The department store manager, appreciating the trauma I’d undergone, insisted I had a cup of sweet tea before leaving: ‘Good for shock, my dear.’
I sipped the tea with a small smile, wondering where she was now. For good measure, I’d slipped the red dress into her bag, amidst the melee. The security alarm had bleeped furiously as she was ejected.
Months have passed since then and remembering the incident never fails to make me titter. I’ve considered notching up the disability lark with a wheelchair, but they cost a fortune – even for three-wheeled ones on ebay. I’ve tentatively looked into getting one on the NHS, but you have to have all sorts of tests and assessments. Instead, I settle for a spot of shoplifting; it always cheers me up.
It’s at the precinct I see her. She’s pushing the wheelchair. I watch her from the upper floor as she ploughs into crowds without so much as a by your leave. She’s like a gladiator tearing through. There’s an arrogant anger about her that irritates me, as if the world owes her. I watch her hurling snarls left and right, tutting and sighing, shoving and pushing. She catches ankles and toes as she charges along. I shake my head. I know if I was responsible for a wheelchair, it would be a pleasant sojourn. We would chat happily, perhaps laughing as we went; people would smile, I would return their smiles bashfully and they’d comment on my caring ways.
Rotty pushes the wheelchair to the lift and jabs the button. I head for WH Smith, which is next to the lift doors. I wait, and peep out from behind a magazine. They roll out of the lift and stop near the food hall at the top of the escalator. Rotty leans over her charge and says something. She points to a café, and the woman nods. Rotty puts the wheelchair brakes on, and goes into the café alone – I suppose to see if there’s a table free.
It is my only chance. I hurry out, slip behind the wheelchair, and undo the brake.
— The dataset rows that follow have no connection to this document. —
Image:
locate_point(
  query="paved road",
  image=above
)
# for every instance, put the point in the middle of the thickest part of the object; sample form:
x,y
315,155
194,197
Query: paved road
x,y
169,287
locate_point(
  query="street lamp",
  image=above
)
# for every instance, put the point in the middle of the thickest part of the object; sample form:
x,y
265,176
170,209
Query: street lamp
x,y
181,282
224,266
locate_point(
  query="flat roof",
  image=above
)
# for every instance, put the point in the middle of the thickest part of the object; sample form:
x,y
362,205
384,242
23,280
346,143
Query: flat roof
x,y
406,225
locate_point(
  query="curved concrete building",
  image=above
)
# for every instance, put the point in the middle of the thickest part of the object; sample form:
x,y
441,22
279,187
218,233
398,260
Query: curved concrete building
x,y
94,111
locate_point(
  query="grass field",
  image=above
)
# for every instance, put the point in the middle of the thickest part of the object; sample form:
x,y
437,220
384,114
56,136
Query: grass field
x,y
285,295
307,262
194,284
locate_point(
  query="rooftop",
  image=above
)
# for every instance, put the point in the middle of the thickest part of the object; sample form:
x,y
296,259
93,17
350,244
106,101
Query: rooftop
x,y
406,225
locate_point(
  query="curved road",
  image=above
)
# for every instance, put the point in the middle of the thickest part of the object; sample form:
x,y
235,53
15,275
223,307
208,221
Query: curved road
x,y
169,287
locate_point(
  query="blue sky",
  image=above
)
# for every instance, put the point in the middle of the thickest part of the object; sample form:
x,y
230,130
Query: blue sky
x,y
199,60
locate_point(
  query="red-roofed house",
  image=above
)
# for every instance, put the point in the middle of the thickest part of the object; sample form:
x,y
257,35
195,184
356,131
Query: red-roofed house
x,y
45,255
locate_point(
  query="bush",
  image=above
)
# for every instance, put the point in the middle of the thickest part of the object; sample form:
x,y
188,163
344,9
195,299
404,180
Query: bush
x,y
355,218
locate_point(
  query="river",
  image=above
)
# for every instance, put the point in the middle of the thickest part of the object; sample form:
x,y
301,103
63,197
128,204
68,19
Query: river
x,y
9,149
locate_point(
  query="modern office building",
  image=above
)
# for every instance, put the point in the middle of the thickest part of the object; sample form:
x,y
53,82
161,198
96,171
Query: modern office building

I give the wheelchair the daintiest of pushes – it’s a careless accident waiting to happen.
I fly down the stairs, hot on the heels of Rotty, who is hysterically screaming. She throws herself prostrate on the floor, next to the carnage. A crowd gathers around the bloody heap at the bottom of the stairs. Everyone is pushing and shoving and elbowing each other aside for a nosy.
The spectators are stunned and an ambulance is called for. Rotty wails uncontrollably and clutches the flaccid body. There is an uncertain hush. I whisper to no one in particular, ‘She left the brakes off. Some people aren’t safe to be out with a wheelchair.’
A couple of eyebrows raise, a few heads shake, elbows nudge, mouths turn down. The crowd are soon casting mental stones. The police and ambulance arrive – both appealing for witnesses.
‘She left the wheelchair at the top of the escalator with the brakes off,’ says a middle-aged woman, pointing an accusing finger at Rotty.
‘Tragic, an avoidable accident,’ says a tweedy man with a cravat.
‘Shameful,’ mutters a young mother with a pushchair.
Rotty looks around the gathered circle. Maybe she sees me, maybe not – she has a strange, blank-eyed stare.
‘There’s something not right with her,’ a voice murmurs.
‘She’s not all there,’ another says, nodding.
I smile wisely. I already know – people can look normal, but often they’re not.